Here is a concrete example:
- Look at the event "Tanz & Konzert: Andreas Vollenweider, Seven & ROKPA-KIDS" on /events
- by clicking on "WEITER", you get directed to http://www.kaufleuten.ch/events/#2790/andreas-vollenweider
- the actual "WEITER" link in the source code though, points to the landing page http://www.kaufleuten.ch/event/andreas-vollenweider/
This seems to be done by an AJAX load: jQuery loads a DIV with the ID "ajax-content". Apparently, this is the code responsible for it:
$(„.link“, click(function() {
el.find('.wrapper').load(target+' #ajax-content', function() {
});
return false;
});I know the site has good authority and should rank well. however, the event landing pages never seem to appear, but only the page /events is ranking: SERP
(Strangely, when using the site command, the event page suddenly appears above: SERP. (But I have never seen this in a "normal search query", even though we are the organisers and should at least be among the top 5).Now my question: Does Google consider this AJAX load to be some sort of cloaking? (because the href in the code is different to you actually end up by clicking "WEITER").
Will the landing pages begin to rank if we disable this AJAX load? Or should we stick to hashtags and not even create landing pages? (but then, we will have no control over title tags of specific events, right?)
Thanks for your help, I'm a bit lost here as my JS knowledge is meagre...
Cheers,
Phil -
Hi Cyrus
Thanks for your thoughts on this. You actually confirm my own suspicions... Indeed what we decided to do next is to get rid of the AJAX loads (since AJAX indexation would give our devs too much of a headache...). And we'll optimize the links to the event landing pages themselves by putting an href around the event's title as well.
I'll give a heads up when the changes have been done and as soon as I see any effect - be it positive or negative..
-
Interesting question. Google seems to be crawling and caching the pages in question:
One of the possible problems I see is that the link element <a>is essentially an empty class which contains a background image comprising a button.</a>
<a></a>
I can't prove the following, but my gut tells me if you had to rank the "weight" of value that different types of links passed, it would look something like:
- HTML text links
- Image Links with Alt Text
- Image Links without Alt text
- CSS links that enclose neither image or text.
If it were me, I would turn those into actual text or image links, or at a bare minimum add a "title" element. (the last one is a superstitious long shot - the title element passes little or no value, but you never know)
As I interpret Google's language, this doesn't qualify as a "sneaky javascript redirect" but it's their opinion that counts, not mine.
It doesn't seem Google is indexing your AJAX pages, but there are some known workarounds to this.
If you really want the individual event pages to rank on thier own right, I would consider getting rid of the AJAX loads altogether.

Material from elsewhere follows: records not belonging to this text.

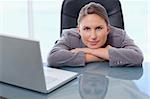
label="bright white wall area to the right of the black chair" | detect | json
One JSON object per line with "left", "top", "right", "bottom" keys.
{"left": 120, "top": 0, "right": 150, "bottom": 61}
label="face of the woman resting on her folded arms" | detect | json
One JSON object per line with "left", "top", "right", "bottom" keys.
{"left": 78, "top": 14, "right": 109, "bottom": 49}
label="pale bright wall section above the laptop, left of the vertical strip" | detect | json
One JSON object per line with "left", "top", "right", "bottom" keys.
{"left": 0, "top": 0, "right": 28, "bottom": 37}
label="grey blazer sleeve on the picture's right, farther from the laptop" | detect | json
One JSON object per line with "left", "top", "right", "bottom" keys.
{"left": 109, "top": 31, "right": 143, "bottom": 66}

Right now, you seems to be walking a middle road with both types of content. By duplicating your pages through scripting like this, you risk sending mixed messages.
Hope this gives you some ideas!
-
anybody..?
i'll rephrase it again:
We have links on http://www.kaufleuten.ch/events/ that point to event pages such as http://www.kaufleuten.ch/event/cabaret-vitasek/. But on click, there is a jQuery (see above) that directs to http://www.kaufleuten.ch/events/#2643/cabaret-vitasek instead.
Is that considered a sneaky redirect?